Most people working with drama pedagogy will be familiar with the hotseating activity: In this activity, the details of a fictional character are collaboratively constructed. One person takes the hot seat in the middle of the room as a particular character (usually from a text, but it can also be an image, a film clip, etc), and the other participants sit in a circle around this person and ask him/her questions. This is not a hidden test (“let’s see how much do you remember”) but serves to broaden the collective imagination. Questions asked should not be obvious but necessitate spontaneous invention. As an example: “What animal have you turned into?” seems pointless when it comes to Gregor in Kafka’s The Metamorphosis, and “Lola,what color is your hair?” is equally without function after Tom Tykwer’s film Lola rennt has been shown. More appropiate are open questions like “How are you feeling now, Gregor?” or “Lola, why did you fall in love with Manni?” The person on the hot seat has to answer in role, i.e. as if s/he were this character, and make decisions on the spot about this very character. These decisions, in turn, are shaped by the very nature of the questions asked (for more details see Even 2008: 168f). The hotseating technique helps students get deeper into the character in question and makes the situation of this character more transparent to the others. It also encourages free interaction among the participants.
When working with student groups who are still relatively unfamiliar with drama pedagogy, hotseating might seem a daunting activity to them, and nobody wants to volunteer for the hot seat at first, except perhaps the one or two students who always raise their hands. In order to avoid this uncomfortable situation and at the same time ease more students into taking the hot seat, I started years ago with multiple hot seating. The activity remains the same, only I ask three people to take the hotseat, instead of just one. The three volunteers either sit next to each other in the front, or they sit with their backs to each other (like a three-pronged star facing outwards), with hardly any or no eye contact. They incoporate one character and they have to answer in role, as if they were that character. Whoever of the three people answers a question at a given time is up to them. This modus operandi has the following advantages: [1] A single person on the hot seat has to answer no matter what, but with multiple hotseating, students have the opportunity to remain silent. This relieves the pressure on the individual. [2] At the same time, it is a great exercise in group dynamics; students quickly develop a sensitivity for turn-taking: they hardly ever start to speak at once, and if they do, one yields the turn organically. [3] The investment in the shared imagination leads to careful listening and often joint embellishment of the character in question; students who are not so quick thinking on their feet can follow the lead of one of the others and develop further details.

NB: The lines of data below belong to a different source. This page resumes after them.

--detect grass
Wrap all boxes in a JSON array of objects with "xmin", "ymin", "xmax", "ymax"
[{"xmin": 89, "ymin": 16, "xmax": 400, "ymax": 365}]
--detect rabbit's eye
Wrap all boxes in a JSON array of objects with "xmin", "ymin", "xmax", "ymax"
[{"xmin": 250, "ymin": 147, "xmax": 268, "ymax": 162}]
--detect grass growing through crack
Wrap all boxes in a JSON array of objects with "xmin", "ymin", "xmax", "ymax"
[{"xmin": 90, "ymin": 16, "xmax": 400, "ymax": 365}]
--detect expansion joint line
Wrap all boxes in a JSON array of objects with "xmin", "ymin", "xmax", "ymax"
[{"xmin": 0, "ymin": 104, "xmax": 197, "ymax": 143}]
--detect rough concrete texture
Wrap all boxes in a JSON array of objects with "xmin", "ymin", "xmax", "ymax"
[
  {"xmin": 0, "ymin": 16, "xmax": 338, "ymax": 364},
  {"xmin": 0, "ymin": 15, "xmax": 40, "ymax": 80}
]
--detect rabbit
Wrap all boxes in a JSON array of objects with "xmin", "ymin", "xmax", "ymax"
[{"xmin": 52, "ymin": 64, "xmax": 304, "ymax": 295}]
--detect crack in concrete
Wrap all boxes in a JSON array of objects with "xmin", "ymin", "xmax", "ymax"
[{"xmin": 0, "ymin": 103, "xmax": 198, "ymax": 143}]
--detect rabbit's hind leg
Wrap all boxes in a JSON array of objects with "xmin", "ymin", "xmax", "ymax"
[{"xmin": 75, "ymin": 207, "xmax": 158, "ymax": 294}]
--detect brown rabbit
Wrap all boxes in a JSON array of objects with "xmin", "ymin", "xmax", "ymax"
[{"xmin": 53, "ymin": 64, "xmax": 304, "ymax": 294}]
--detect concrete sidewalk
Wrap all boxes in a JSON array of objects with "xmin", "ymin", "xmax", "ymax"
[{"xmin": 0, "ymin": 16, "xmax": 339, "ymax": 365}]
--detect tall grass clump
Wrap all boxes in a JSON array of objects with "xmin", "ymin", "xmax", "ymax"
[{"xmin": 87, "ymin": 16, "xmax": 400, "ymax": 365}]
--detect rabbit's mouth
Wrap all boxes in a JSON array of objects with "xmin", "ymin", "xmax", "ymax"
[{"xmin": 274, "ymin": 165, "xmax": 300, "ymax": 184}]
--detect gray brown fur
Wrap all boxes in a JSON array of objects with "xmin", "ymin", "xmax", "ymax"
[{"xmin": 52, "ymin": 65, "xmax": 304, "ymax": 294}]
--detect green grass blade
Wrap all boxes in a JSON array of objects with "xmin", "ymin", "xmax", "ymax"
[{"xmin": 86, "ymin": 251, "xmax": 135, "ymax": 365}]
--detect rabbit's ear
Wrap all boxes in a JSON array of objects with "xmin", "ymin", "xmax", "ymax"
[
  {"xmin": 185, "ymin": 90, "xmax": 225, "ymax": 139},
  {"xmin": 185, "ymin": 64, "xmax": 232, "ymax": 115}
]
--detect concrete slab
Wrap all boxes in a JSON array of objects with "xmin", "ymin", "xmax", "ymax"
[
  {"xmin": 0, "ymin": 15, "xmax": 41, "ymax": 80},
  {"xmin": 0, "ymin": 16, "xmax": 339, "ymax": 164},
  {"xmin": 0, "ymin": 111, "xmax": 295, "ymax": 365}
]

One example: I have recently taught a course in German post-war literature. One of the texts I chose was the short story Ein Flugzeug über dem Haus by Martin Walser (first published in 1955). My students found the story extremely weird, and I couldn’t much blame them. In order to approach the story from the point of multiple perspectivity, I first had the students do still images of main moments of the story. Afterwards they got together into groups and devised diary entries, summarizing the birthday party from the perspective of one of the characters: [1] a girl at the birthday party (not the birthday girl), [2] a boy at the birthday party (not the narrator), [3] the mother, and [4] the great-uncle. When done, the group members took the multiple hot seat in front of the room, read their diary entries aloud to the audience, and answered questions from the other students as if they were their character. The results were breath-taking. Often, one ‘hot-seater’ added a crucial detail to what another hot-seater had just said. Or one hot-seater had a challenging idea which, after the first surprised gasp, was developed further by the other hot-seaters. The students, who had never done this before, really got into this, and the safety in numbers spurned them on to truly amazing results. The relatively opaque story opened up to multiple interpretations, be it the discovery of a dysfunctional family, the narrator’s possible delusions of grandeur, or the great-uncle’s WWII trauma.